An old theme of his. Carpe diem . She raised her glass and said solemnly, “To living again.”

She saw the slight shift in his expression. Relief and, beyond it, something more intense.

He refilled her glass. “Concerning which, the dress is fabulous. You look beautiful.”

“Thank you.”

They held each other’s gaze until there was nothing to do but go toward each other and kiss. They kissed again. His hand was lightly on the small of her back and he did not move it down across her thigh as he used to do. He was taking this in stages, and his delicacy touched her. If a grand musical and social obligation had not been laid upon them, she did not doubt where this release would have led them. But her sheet music was behind her on the couch and their duty was to stay fully dressed. So they drew together tightly and kissed once more, then separated, picked up their glasses, touched them in silence and drank.

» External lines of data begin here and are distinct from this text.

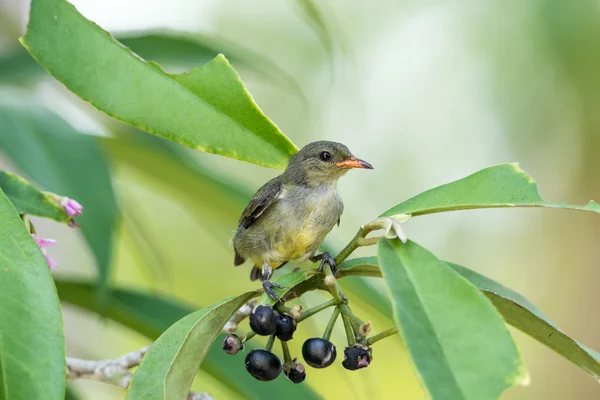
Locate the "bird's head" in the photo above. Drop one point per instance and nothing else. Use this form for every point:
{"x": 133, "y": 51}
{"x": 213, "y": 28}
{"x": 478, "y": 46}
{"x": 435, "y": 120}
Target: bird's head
{"x": 322, "y": 162}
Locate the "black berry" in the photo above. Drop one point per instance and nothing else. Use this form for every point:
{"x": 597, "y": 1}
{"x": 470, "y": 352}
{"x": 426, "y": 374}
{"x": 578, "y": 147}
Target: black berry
{"x": 263, "y": 365}
{"x": 284, "y": 327}
{"x": 356, "y": 358}
{"x": 232, "y": 344}
{"x": 262, "y": 320}
{"x": 318, "y": 353}
{"x": 294, "y": 371}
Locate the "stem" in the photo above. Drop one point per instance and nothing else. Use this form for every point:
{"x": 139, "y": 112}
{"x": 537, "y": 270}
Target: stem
{"x": 333, "y": 287}
{"x": 270, "y": 343}
{"x": 249, "y": 336}
{"x": 382, "y": 335}
{"x": 286, "y": 352}
{"x": 312, "y": 311}
{"x": 331, "y": 324}
{"x": 359, "y": 240}
{"x": 353, "y": 320}
{"x": 349, "y": 333}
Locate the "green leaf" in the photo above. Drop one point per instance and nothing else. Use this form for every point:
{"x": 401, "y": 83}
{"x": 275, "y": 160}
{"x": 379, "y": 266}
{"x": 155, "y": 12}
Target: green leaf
{"x": 30, "y": 200}
{"x": 169, "y": 367}
{"x": 207, "y": 108}
{"x": 170, "y": 48}
{"x": 501, "y": 186}
{"x": 16, "y": 66}
{"x": 151, "y": 315}
{"x": 32, "y": 344}
{"x": 523, "y": 315}
{"x": 62, "y": 160}
{"x": 457, "y": 339}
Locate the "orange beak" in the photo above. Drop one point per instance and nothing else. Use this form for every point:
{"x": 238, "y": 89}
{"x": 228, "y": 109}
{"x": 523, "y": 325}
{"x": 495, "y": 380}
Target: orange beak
{"x": 354, "y": 162}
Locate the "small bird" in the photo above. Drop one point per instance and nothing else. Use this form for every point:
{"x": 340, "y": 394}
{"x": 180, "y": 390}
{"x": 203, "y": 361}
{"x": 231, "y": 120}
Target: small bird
{"x": 290, "y": 215}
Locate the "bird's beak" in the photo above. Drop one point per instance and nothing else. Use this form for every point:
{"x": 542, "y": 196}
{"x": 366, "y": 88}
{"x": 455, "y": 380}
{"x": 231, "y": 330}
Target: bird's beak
{"x": 354, "y": 162}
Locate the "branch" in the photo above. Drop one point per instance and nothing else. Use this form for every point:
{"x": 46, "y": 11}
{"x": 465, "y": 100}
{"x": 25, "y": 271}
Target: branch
{"x": 116, "y": 371}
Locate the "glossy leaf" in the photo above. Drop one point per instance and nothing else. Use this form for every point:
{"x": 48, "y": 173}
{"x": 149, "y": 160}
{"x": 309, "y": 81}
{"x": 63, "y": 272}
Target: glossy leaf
{"x": 505, "y": 185}
{"x": 523, "y": 315}
{"x": 28, "y": 199}
{"x": 151, "y": 315}
{"x": 62, "y": 160}
{"x": 457, "y": 340}
{"x": 169, "y": 367}
{"x": 170, "y": 48}
{"x": 515, "y": 308}
{"x": 208, "y": 108}
{"x": 32, "y": 345}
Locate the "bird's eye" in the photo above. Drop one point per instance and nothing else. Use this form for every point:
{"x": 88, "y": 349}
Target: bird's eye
{"x": 325, "y": 156}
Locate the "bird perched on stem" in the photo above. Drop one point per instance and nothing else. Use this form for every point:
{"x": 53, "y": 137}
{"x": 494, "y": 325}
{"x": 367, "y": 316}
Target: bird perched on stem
{"x": 289, "y": 216}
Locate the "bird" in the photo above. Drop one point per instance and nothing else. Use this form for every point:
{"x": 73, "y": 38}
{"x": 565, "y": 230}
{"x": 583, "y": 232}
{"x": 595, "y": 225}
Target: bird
{"x": 290, "y": 215}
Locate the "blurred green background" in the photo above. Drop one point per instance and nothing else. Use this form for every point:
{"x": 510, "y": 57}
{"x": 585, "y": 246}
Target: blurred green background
{"x": 427, "y": 92}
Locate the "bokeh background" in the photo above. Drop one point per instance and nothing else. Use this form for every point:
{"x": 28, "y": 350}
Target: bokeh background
{"x": 428, "y": 92}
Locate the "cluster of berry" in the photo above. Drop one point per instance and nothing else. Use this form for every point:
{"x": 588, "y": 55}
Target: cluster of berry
{"x": 317, "y": 352}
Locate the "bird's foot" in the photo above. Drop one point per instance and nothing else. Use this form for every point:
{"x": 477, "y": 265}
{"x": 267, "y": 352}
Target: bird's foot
{"x": 269, "y": 286}
{"x": 326, "y": 258}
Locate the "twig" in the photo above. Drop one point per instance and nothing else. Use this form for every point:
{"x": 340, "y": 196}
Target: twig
{"x": 391, "y": 226}
{"x": 114, "y": 371}
{"x": 239, "y": 316}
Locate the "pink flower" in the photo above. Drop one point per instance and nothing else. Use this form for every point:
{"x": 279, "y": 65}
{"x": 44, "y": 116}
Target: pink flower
{"x": 71, "y": 207}
{"x": 43, "y": 243}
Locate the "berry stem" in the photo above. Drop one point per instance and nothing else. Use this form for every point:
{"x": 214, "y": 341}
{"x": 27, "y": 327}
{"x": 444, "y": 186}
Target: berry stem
{"x": 382, "y": 335}
{"x": 270, "y": 343}
{"x": 333, "y": 286}
{"x": 286, "y": 352}
{"x": 331, "y": 324}
{"x": 312, "y": 311}
{"x": 349, "y": 333}
{"x": 249, "y": 336}
{"x": 353, "y": 320}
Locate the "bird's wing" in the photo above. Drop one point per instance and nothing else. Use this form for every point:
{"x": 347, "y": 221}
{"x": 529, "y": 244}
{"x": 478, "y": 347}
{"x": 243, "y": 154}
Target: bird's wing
{"x": 262, "y": 200}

He sealed up the champagne with a cunning springed device she had given him many Christmases ago. “For later,” he said, and they laughed.

They fetched their coats and went out. To steady herself on her heels, she walked to the hall on her husband’s arm, under his umbrella, which he gallantly held above her head and not his own.

“You’re the performer,” he said. “You’re the one with the silk dress.”

A roar of small talk and laughter announced a crowd of a hundred and fifty or so, standing about with glasses of wine. The chairs were set out but no one was sitting yet; the Fazioli and a music stand were in position onstage. Members of Gray’s, benchers, most of her professional and social life gathered in one place. For more than thirty years she had worked with and against dozens of people she could see. Various eminences, many from outside, from Lincoln’s or Inner or Middle Temple—the Lord Chief Justice himself, some from the Court of Appeal, two Supreme Court justices, the attorney general, a score of well-known barristers. The executives of the law, who settled fates and deprived citizens of their liberty, had a developed sense of humor and a passion for shoptalk. The sound was deafening. Within minutes, she and Jack had lost sight of each other. Someone came up and wanted help from him with some Latin. She was drawn into a circle of gossip about an eccentric friend of the Master of the Rolls. She hardly needed to move from where she stood. Friends came up to embrace her and wish her luck, others shook her hand. It had been a masterstroke of Pension, the Gray’s Inn benchers’ committee, to allow the concerts to be preceded by a party. Wine, Fiona hoped, might soften the critical faculties of the Wigmore Hall faction.

When a waiter with a silver tray came by, she was feeling too well to refuse. As she took a glass, Mark Berner appeared in her line of sight, some fifty feet and a hundred people away, wagging a forbidding finger. He was right, of course. She raised her glass to him and took a sip. A friend, a stalwart of the Queen’s Bench, steered her over to meet a “brilliant” barrister who happened to be his nephew. Watched over by the proud uncle, she asked solicitous questions of a thin young man with a pitiful stutter. She was beginning to long for livelier company when an old girlfriend from Middle Temple barged in, hugged her and stole her away to a circle of mutinous young women barristers who told her, though in humorous terms, that they weren’t getting the quality work. It was going to the men.